E' questo uno dei passaggi chiave della lettera che il ministero dell'Economia ha inviato in risposta ai chiarimenti chiesti dall'Ue sull'applicazione del Golden Power all'operazione Unicredit-Banco Bpm.
Secondo quanto apprende l'ANSA da fonti vicino al dossier, la risposta - che va contestualizzata con il fatto che con il golden power il governo ha approvato l'operazione, ma con prescrizioni - contiene risposte puntuali sui diversi aspetti: dall'italianità dei due soggetti coinvolti, al contesto russo che 'impone', pur senza danneggiare i pagamenti delle aziende italiane, di uscire con asset finanziari dal Paese in guerra con l'Ucraina.

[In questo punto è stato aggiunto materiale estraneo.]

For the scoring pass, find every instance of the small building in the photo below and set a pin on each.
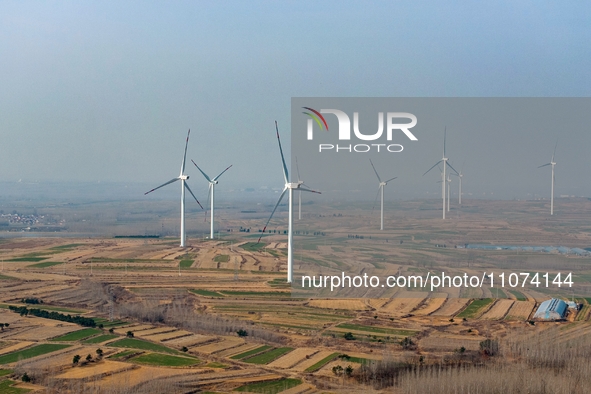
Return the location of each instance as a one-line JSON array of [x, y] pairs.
[[553, 309]]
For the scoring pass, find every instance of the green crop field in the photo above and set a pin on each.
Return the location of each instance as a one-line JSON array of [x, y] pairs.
[[31, 352], [4, 372], [77, 335], [58, 309], [378, 330], [142, 345], [123, 354], [272, 387], [101, 338], [250, 352], [321, 363], [475, 307], [221, 258], [269, 356], [45, 264], [253, 246], [164, 360], [6, 388], [257, 293], [186, 263], [207, 293], [33, 259], [108, 324], [63, 248], [215, 364]]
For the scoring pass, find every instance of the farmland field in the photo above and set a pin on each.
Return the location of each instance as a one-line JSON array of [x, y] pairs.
[[267, 357], [142, 345], [272, 387], [164, 360], [31, 352], [228, 322], [77, 335]]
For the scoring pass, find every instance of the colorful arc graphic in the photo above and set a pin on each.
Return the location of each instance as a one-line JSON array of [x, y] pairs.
[[316, 116]]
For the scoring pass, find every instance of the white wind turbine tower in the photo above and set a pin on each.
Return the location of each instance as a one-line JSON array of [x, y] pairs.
[[443, 178], [288, 186], [212, 183], [448, 187], [183, 178], [381, 189], [552, 163], [299, 192]]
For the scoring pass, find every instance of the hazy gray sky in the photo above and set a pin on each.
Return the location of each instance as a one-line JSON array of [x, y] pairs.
[[105, 91]]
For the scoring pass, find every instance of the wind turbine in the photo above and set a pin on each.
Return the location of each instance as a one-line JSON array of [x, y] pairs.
[[299, 192], [448, 187], [212, 183], [552, 163], [381, 189], [183, 178], [288, 186], [443, 178]]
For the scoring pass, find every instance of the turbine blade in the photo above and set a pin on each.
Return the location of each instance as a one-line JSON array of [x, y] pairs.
[[207, 204], [164, 184], [285, 172], [374, 170], [449, 165], [200, 170], [216, 178], [185, 155], [274, 209], [190, 191], [434, 165], [306, 189]]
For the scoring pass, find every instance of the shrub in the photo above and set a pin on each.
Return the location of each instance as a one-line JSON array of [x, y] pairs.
[[489, 347], [337, 370], [349, 370], [407, 344]]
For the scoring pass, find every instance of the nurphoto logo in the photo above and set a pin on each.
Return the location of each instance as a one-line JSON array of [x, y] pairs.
[[344, 133]]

Nella risposta il Mef spiega che ritiene "legittime" e "fattibili" le prescrizioni introdotte all'operazione di Unicredit su Banco Bpm.

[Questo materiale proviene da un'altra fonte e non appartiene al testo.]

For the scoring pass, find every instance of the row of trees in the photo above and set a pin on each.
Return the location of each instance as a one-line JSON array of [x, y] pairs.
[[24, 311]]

E lo fa evidenziando proprio il ricorso al requisito della 'sicurezza nazionale' che attiene ad ogni singolo Paese. L'operazione prevedrebbe infatti l'unione di una massa di risparmio e di depositi gestiti per centinaia di miliardi che fanno entrare in campo il nodo della sicurezza economica dei risparmiatori italiani che vanno tutelati. Questo è l'aspetto che viene considerato di maggior rilievo rispetto a dubbio sollevato dall'Ue sul fatto che l'operazione riguarda due soggetti italiani. Un tema che, viene ricordato, è stato reso possibile dalla riforma del golden power in Italia introdotta nel passato dal governo Draghi: la riforma ha previsto che anche il risparmio rientra tra le categorie economiche da tutelare con i poteri speciali, come le reti energetiche, le telecomunicazioni o i collegamenti ferroviari.